Si la Société n’avait pu empêcher les « grandes » guerres, elle fonctionnait admirablement quand il s’agissait de prévenir tous ces petits conflits, autrefois maladie chronique de l’espèce. La paix mondiale était donc alors assurée, sauf quand la Société des Nations était elle-même divisée en deux camps presque égaux. Et par malheur cette situation devint de plus en plus commune avec l’essor de l’Amérique du Nord et de la Chine. Pendant la guerre entre l’Amérique du Nord et l’Amérique du Sud, on avait tenté de recréer la Société, pour en faire de nouveau un pouvoir cosmopolite souverain, ayant sous son autorité les armements mis en commun de toutes les nations. Mais si la volonté d’arriver au cosmopolitisme était forte, le tribalisme l’était plus encore.

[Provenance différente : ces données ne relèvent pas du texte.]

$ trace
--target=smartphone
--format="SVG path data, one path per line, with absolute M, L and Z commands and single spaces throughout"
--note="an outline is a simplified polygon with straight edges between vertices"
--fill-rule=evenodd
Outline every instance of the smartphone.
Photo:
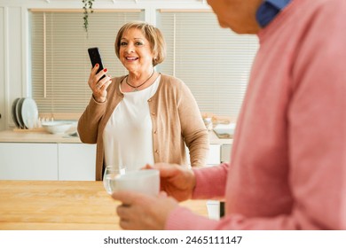
M 98 74 L 101 70 L 104 69 L 102 64 L 101 54 L 99 53 L 99 50 L 98 47 L 92 47 L 88 49 L 89 57 L 90 58 L 92 67 L 95 66 L 96 64 L 98 64 L 98 69 L 97 74 Z M 103 79 L 106 75 L 103 75 L 101 79 Z

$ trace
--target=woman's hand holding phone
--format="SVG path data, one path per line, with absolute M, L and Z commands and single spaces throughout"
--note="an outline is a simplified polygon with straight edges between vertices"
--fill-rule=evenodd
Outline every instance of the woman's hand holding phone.
M 106 89 L 112 83 L 112 78 L 110 75 L 106 75 L 107 69 L 105 68 L 98 73 L 99 65 L 96 64 L 91 69 L 90 75 L 89 76 L 88 84 L 92 90 L 92 96 L 98 103 L 103 103 L 106 99 L 107 91 Z M 101 79 L 102 78 L 102 79 Z

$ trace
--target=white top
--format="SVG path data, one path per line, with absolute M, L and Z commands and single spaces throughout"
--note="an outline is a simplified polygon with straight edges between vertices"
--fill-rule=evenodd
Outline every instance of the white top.
M 161 75 L 148 88 L 122 92 L 124 97 L 114 109 L 103 133 L 105 165 L 125 171 L 153 164 L 152 119 L 147 100 L 159 87 Z

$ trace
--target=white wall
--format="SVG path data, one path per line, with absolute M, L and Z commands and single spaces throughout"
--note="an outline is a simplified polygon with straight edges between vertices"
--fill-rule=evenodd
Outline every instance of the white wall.
M 14 128 L 13 100 L 30 97 L 28 9 L 82 7 L 82 0 L 0 0 L 0 130 Z M 144 9 L 152 24 L 157 9 L 209 9 L 206 0 L 95 0 L 93 8 Z

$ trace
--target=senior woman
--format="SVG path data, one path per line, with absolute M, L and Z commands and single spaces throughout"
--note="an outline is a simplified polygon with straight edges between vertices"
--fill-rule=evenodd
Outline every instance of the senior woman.
M 155 71 L 166 55 L 161 31 L 145 22 L 122 26 L 115 54 L 129 71 L 111 78 L 90 72 L 92 97 L 78 121 L 82 142 L 97 143 L 96 180 L 106 166 L 136 170 L 145 164 L 205 165 L 208 136 L 197 103 L 179 79 Z

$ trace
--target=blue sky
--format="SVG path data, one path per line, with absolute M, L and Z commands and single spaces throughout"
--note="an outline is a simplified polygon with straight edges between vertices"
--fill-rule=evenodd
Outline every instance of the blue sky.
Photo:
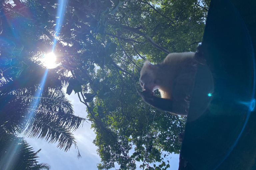
M 87 113 L 85 110 L 85 106 L 79 101 L 77 95 L 75 95 L 73 92 L 70 96 L 67 96 L 74 105 L 75 115 L 85 117 Z M 57 143 L 48 143 L 37 138 L 25 139 L 35 150 L 42 149 L 38 154 L 40 157 L 38 161 L 40 163 L 49 164 L 51 166 L 51 170 L 97 170 L 96 164 L 100 162 L 100 159 L 96 152 L 97 147 L 92 143 L 95 135 L 90 128 L 90 124 L 86 122 L 82 127 L 73 132 L 82 156 L 82 158 L 79 159 L 76 157 L 77 153 L 74 147 L 69 151 L 65 152 L 57 147 Z M 178 170 L 179 155 L 173 154 L 169 157 L 171 167 L 167 169 Z M 166 162 L 166 160 L 165 161 Z M 137 169 L 141 169 L 139 168 L 140 162 L 137 162 Z M 116 168 L 118 169 L 119 166 L 117 166 Z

Le résultat fut que la Société se scinda en deux Sociétés à propos de la question japonaise, chacune prétendant hériter de la souveraineté universelle de l’ancienne, mais chacune en réalité dominée par une sorte de sentiment supranational l’un pro-américain, l’autre pro-chinois.
Ceci se passa moins d’un siècle après l’éclipse subie par l’Europe. Le siècle suivant vit se compléter le processus de cristallisation : il y eut deux systèmes politiques et mentaux. D’une part on avait la Fédération continentale américaine, riche et unie, avec ses parents pauvres, l’Afrique du Sud, l’Australie, la Nouvelle-Zélande, ce qui restait de l’Europe occidentale invalide, et une partie de ce corps sans âme, la Russie. De l’autre, l’Asie et l’Afrique.